Once I figure out how to, I would love to have the Hamilton song “The Room Where It Happens…” playing in the background while you read this. Alas, until I get techanically savvy, here is a YouTube Link and you can play it yourself…
“Talk less….” “(Smile) Listen more…”
There are many models in the literature about “shared decision making,” and the one that resonates the most with me is from 2014 by Kane et al., as shown below. We will focus on the Interpersonal level of communication here.
This is a comprehensive model that evaluates all individuals in the room where the decisions are made. Working from the outside to in, our background characteristics, knowledge, attitudes, skills, and emotions can be defined as “patient worldview” and “physician worldview.” Later on, we will discuss physician worldview in detail as it is a very important and not well explored area of research and one of my colleagues, Login George PhD is focusing on it. Outcomes are an important part of SDM, and we will discuss those in a later post as well.
A brief moment on the patient worldview
In the SPIKES model, we assess patient perceptions by using open-ended and facilitating questions to listen to their story. We listen to what and how they represent their understanding of disease and how they speak about their hopes and worries. We listen to learn their language and framework to communicate more effectively.

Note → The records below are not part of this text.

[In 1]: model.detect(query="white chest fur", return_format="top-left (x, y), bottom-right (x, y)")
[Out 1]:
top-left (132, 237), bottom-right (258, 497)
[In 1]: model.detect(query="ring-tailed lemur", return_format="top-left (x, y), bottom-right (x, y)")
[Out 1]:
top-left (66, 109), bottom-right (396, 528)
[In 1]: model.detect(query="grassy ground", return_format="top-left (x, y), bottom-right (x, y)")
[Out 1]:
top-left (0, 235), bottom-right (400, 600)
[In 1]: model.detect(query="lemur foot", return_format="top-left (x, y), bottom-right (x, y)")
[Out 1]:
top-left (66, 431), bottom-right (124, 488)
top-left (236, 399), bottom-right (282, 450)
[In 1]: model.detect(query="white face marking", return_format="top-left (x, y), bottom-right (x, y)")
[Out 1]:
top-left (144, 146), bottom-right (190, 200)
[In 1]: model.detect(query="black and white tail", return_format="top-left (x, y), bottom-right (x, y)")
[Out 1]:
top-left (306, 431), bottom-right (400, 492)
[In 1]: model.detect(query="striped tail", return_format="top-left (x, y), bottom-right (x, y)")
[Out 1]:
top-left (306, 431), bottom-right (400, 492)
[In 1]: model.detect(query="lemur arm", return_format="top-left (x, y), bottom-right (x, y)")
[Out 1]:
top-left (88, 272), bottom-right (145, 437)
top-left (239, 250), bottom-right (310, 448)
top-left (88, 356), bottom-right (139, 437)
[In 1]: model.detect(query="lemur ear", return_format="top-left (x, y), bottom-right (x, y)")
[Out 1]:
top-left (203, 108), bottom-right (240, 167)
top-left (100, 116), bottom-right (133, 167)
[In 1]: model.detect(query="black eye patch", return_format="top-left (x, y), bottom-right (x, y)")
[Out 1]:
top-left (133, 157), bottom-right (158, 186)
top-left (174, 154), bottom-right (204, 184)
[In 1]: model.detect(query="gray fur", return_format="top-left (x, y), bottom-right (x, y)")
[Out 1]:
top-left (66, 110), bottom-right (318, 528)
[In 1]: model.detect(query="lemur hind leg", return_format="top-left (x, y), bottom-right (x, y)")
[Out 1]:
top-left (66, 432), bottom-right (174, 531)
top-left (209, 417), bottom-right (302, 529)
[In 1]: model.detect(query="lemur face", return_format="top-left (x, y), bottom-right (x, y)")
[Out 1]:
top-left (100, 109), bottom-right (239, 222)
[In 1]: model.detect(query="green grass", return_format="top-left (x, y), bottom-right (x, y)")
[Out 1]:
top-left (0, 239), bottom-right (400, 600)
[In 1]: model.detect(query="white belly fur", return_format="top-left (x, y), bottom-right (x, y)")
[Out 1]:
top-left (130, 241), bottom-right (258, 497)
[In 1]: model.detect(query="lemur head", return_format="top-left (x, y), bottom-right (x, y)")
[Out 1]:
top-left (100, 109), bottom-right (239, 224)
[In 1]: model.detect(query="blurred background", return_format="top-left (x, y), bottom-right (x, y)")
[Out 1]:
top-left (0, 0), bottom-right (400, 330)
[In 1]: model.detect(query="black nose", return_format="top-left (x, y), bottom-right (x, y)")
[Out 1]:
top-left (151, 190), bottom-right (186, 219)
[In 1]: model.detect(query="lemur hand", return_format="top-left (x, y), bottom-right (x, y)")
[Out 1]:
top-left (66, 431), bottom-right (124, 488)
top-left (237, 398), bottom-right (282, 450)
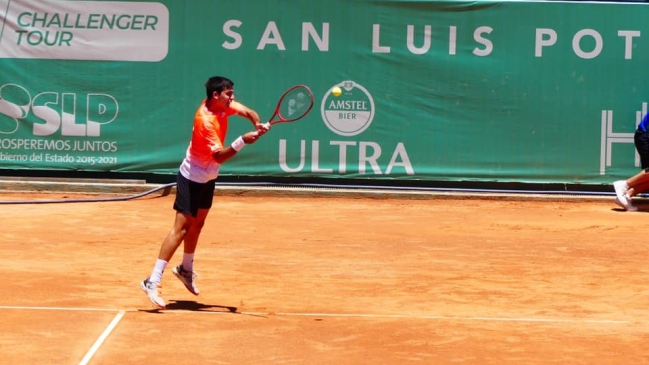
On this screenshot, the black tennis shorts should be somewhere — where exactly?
[174,172,216,217]
[633,129,649,170]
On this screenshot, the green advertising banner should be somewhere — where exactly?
[0,0,649,184]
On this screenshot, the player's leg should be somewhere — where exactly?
[173,180,215,295]
[140,173,198,309]
[173,209,209,295]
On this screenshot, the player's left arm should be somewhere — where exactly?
[230,101,268,132]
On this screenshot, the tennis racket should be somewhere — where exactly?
[266,85,314,127]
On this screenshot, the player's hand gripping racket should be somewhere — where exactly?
[265,85,314,128]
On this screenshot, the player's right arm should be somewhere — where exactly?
[212,131,261,164]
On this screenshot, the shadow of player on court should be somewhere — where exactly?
[140,300,266,317]
[166,300,238,313]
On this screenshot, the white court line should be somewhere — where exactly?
[0,306,636,324]
[79,311,126,365]
[0,305,126,312]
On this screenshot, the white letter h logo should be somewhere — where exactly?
[599,103,647,175]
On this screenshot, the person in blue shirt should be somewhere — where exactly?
[613,113,649,212]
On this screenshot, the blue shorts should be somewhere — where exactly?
[174,172,216,217]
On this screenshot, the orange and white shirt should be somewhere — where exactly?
[180,100,238,183]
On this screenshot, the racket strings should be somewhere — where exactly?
[279,87,313,120]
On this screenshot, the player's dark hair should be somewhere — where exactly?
[205,76,234,99]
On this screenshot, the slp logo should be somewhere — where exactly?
[0,84,119,137]
[321,81,374,137]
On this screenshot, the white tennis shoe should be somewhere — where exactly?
[140,278,167,309]
[172,264,200,295]
[613,180,638,212]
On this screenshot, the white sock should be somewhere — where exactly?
[183,252,194,272]
[149,259,167,284]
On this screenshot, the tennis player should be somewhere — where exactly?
[140,76,270,309]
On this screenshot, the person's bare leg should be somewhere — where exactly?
[172,209,209,295]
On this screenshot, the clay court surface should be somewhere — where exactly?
[0,189,649,365]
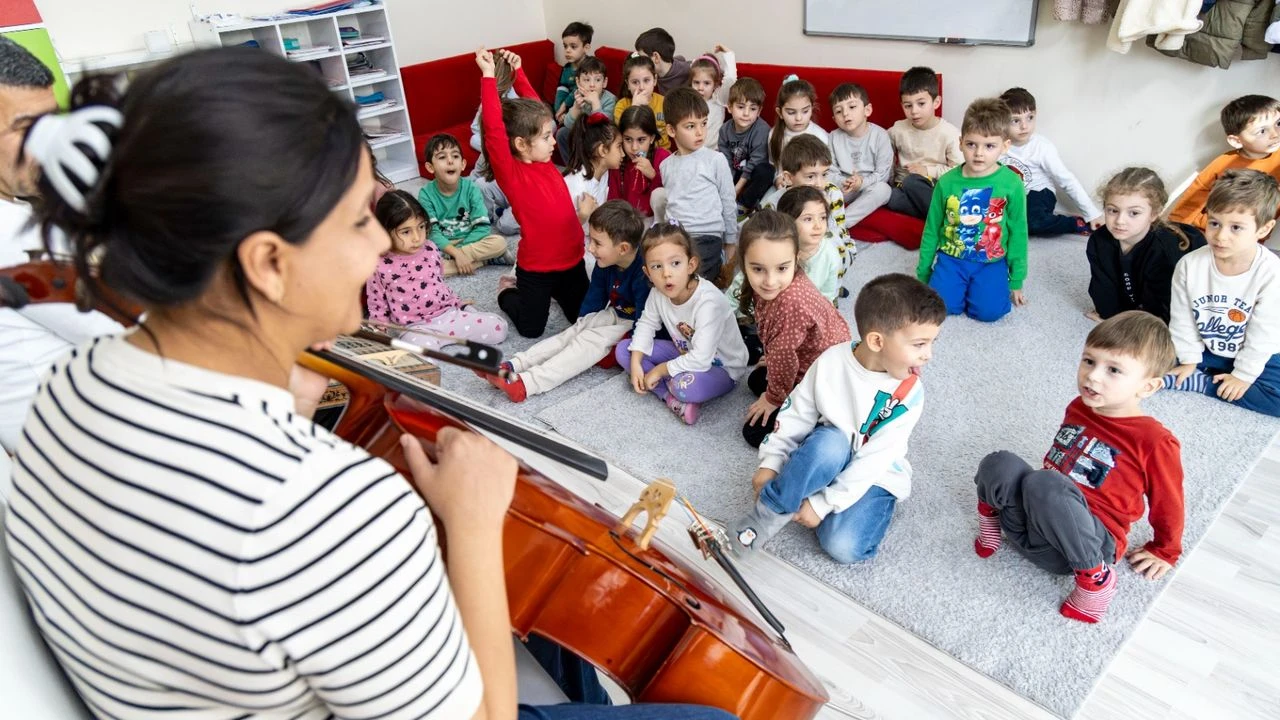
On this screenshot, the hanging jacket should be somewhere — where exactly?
[1147,0,1280,68]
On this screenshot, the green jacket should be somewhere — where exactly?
[1147,0,1280,68]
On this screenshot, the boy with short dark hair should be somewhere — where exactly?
[827,82,893,228]
[973,310,1183,623]
[713,77,774,215]
[886,67,964,218]
[659,87,737,281]
[552,20,595,123]
[915,97,1027,323]
[636,27,691,97]
[1169,95,1280,226]
[484,200,649,402]
[1000,87,1102,236]
[417,132,515,277]
[728,273,947,564]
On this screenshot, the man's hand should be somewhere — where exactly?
[1126,548,1174,580]
[791,500,822,529]
[1213,373,1253,402]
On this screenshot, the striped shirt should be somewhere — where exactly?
[6,337,483,720]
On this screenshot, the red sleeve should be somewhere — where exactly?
[1143,434,1184,565]
[512,68,543,102]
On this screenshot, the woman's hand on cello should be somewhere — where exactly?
[401,428,517,530]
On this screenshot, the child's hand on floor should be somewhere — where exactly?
[1128,548,1174,580]
[1213,373,1253,402]
[792,500,822,529]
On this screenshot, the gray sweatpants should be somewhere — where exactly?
[973,450,1116,575]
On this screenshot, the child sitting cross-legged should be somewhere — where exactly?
[760,135,858,278]
[1165,170,1280,418]
[915,99,1027,323]
[417,133,515,277]
[730,273,947,562]
[365,190,507,350]
[483,200,649,402]
[737,207,850,447]
[973,310,1183,623]
[616,221,746,425]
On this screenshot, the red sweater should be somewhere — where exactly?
[1044,397,1183,565]
[480,69,584,273]
[755,273,850,406]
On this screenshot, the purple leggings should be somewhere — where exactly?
[614,338,737,402]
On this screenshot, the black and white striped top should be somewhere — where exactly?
[6,337,481,720]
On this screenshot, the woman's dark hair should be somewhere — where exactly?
[374,190,431,233]
[563,113,622,177]
[40,47,369,307]
[737,210,804,316]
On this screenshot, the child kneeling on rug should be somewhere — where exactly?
[973,310,1183,623]
[730,273,947,564]
[483,200,649,402]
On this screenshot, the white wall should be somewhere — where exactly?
[36,0,545,65]
[545,0,1280,212]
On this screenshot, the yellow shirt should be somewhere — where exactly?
[1169,150,1280,229]
[613,92,671,150]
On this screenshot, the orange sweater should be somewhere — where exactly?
[1169,150,1280,229]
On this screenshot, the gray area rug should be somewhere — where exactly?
[444,237,1280,716]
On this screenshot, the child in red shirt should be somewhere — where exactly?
[476,47,588,337]
[974,310,1183,623]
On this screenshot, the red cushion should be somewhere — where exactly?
[849,208,924,250]
[401,40,559,177]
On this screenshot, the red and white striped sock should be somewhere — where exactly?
[1059,562,1116,623]
[973,500,1004,557]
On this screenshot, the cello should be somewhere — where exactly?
[0,261,827,720]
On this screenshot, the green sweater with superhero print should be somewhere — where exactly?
[915,165,1027,290]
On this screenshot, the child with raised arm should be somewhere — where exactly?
[1169,95,1280,226]
[365,190,507,350]
[689,45,737,142]
[915,97,1027,323]
[636,27,690,95]
[737,210,850,447]
[484,200,649,402]
[417,133,515,277]
[708,77,773,214]
[728,273,947,564]
[827,82,893,228]
[616,224,746,425]
[662,87,737,281]
[476,47,588,337]
[973,310,1183,623]
[1165,169,1280,418]
[886,67,964,218]
[1000,87,1103,236]
[1084,168,1204,323]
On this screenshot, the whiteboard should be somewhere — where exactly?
[804,0,1039,46]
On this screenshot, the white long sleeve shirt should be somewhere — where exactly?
[631,278,748,380]
[759,343,924,518]
[1000,135,1102,220]
[1169,245,1280,383]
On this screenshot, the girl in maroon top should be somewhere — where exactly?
[739,210,851,447]
[476,47,588,337]
[365,190,507,350]
[609,105,671,217]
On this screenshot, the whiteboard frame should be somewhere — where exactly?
[800,0,1039,47]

The room where it happens…
Steps in shared decision-making are easily translated into the SPIKES model. With one exception, implementation of the plan is not part of the SPIKES model.
Setting up the conversation and Assessing perceptions or the “SP” of SPIKES are done before we walk into the room and start the shared decision-making process. We can use the patient’s framework and language during this process to ensure we communicate clearly.
The first step in SDM is inviting patient to join the discussion. This is the same as invitation in SPIKES. A simple phrase such as “shall we discuss the next steps?” As an invitation to start listening to our input.
The second step is to present options, and depending on the situation, this could be broken into multiple steps. For example, if this is a cancer patient with numerous therapy choices, including clinical trials, having an overarching discussion of “we will discuss three options for therapy today.” Occasionally, I will ask the patient which order they want to hear the options. Other times, I will go with the standard-of-care and trial options, and rarely the other way around.
The goal is to ensure that the patient and family hear all the options, including the risks and benefits of each option. Providing any information, specifically, any information that is potentially negative, would require time to process and require empathic responses to ensure they actually hear what we say. So providing Knowledge goes along with Empathic responses to address emotions. Checking in with the patient after each option to ensure they have understood the risks and benefits before moving to the next option allows them to process information and help with the next step.
As all of the options are being discussed, patients may provide insights into their preferences. It is important for us to listen to their preferences and to ensure that they have heard all the options and weight the risks and benefits. CAVEAT: you will have your own opinions about what is the preferred option. It is, of course, your responsibility to provide your insights. It is important for physicians to provide their guidance and input while keeping patient’s preferences in mind. Occasionally, patients may prefer an option that is NOT your preferred option. You will likely question their choice, to ensure they understood the choices correctly. Though, you will likely not question when they agree with you. For optimal SDM, understanding how patient arrived at their prefered choice regardless of what they choose is advisable.
Be careful to avoid confirmation bias by only questioning when someone does not agree with you. Ensuring that they arrive at the right conclusion (therapy choice) requires us to question their understanding regardless.
This part of checking their understanding and rationale for their decision facilitates deliberation in decision-making.
Once a decision has been made with agreement from the patient and physician, it is time to implement the plan so that there is a maximum chance of success.
This post is the first of a series of posts that will focus on how SPIKES can be used with other models of communication for special uses. In future posts, we will cover, Serious Illness Conversation from Ariadne Labs; Motivational Interviewing; Ask-Tell-Ask and possibly other models. One of the most significant meta-cognitive messages from these posts is that while I learned and framed everything in the SPIKES model, someone else could easily write similar posts using a different acronym.
The overarching principle is that have a framework for communications and use it regularly to improve on your skills.
Thank you again for reading. Please share your thoughts and comments. Your engagement is key to my success.
Biren Saraiya MD
I hope that in the near future not only oncologists but physicians of all specialties will understand and get trained in this essential paradigm of shared decision making. Thank you for sharing your knowledge.